I recommend the Notes feature on your iPhone or Ulysses for always-available, across-devices note-taking because they work from phones, tablets, and computers. A small cheap notebook that you always carry with you, a pad of lined sticky notes, or a simple stack of 3/5 cards aren’t bad options, either. There is no such thing as too many notes when you’re writing that first draft.
5. Keep on Keepin’ On!
You need a mindset while you write. It might as well be a positive one, which will help you no matter what. “Today I make progress!” “What piece will I complete today?” “Yes, you can, do more!” Of course, you can and should take time off. Give the mind and the body time to rest and fill the well. Nourish the soul and spirit, too. Downtime is necessary for the sake of your sanity. When “writing” is on your calendar though, don’t skip it! That will give Failure a chance to seep into your schedule. Premeditated breaks promote success!
6. The “D” Word.
Worthwhile endeavors require time, presence, and effort. Writing is no exception, so Discipline has a role to play!
Successful novels and screenplays written over a long and sleepless weekend are a vanishingly tiny number. Your work requires the Will to stay with it every day, whether the finish line is far off in the distance or rounding the bend.
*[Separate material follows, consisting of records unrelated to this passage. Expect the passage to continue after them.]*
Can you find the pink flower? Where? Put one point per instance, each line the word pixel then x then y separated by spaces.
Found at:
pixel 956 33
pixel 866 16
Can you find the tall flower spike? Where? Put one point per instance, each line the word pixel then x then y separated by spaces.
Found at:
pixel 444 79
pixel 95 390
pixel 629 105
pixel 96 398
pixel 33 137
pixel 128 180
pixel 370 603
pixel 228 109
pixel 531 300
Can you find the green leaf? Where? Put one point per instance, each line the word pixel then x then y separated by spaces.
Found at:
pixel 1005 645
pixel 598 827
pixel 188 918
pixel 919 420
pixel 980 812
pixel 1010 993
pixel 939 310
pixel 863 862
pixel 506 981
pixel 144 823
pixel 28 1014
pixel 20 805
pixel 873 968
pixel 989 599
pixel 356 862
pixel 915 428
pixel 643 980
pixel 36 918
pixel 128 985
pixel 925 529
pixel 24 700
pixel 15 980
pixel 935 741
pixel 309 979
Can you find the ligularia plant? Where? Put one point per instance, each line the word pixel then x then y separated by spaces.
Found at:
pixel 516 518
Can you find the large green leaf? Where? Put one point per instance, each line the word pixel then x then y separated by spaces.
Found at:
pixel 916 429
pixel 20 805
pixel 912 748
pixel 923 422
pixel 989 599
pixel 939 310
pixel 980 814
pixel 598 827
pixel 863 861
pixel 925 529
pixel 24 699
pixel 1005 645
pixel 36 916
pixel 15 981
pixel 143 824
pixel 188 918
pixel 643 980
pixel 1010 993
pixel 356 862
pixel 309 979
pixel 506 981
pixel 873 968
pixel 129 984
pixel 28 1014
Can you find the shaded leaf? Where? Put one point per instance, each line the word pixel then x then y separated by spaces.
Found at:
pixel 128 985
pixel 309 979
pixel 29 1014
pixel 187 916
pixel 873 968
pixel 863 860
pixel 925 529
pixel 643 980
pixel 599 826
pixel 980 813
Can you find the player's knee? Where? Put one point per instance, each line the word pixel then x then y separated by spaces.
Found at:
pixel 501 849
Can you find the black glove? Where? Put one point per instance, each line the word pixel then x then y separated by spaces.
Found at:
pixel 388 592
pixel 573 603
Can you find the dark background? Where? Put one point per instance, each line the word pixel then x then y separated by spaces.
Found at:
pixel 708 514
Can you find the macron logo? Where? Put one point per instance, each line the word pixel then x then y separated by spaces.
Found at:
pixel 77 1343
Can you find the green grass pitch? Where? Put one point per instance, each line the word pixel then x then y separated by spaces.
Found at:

All of us with other jobs and responsibilities, who are not free to just write, must use Discipline. Healthy habits help you succeed!
7. For the Writing of it.
a.) Don’t edit until your first draft is complete. Actually, this should be a habit all it’s own!
b.) Find an accountability buddy or “Write With Your Tribe!” What are you longing to express? Who in your life supports that? If the answer is a big, hollow, “No one!” consider joining a supportive writing group either in person or online. Here are a few options here for you!
- What habits help you write when you don’t have the time?
- If you use music for inspiration, what music do you find helpful?
- What method do you use to capture random inspirations that pop up during a busy day?
- What do you WISH you were writing? Make a note of it, right now!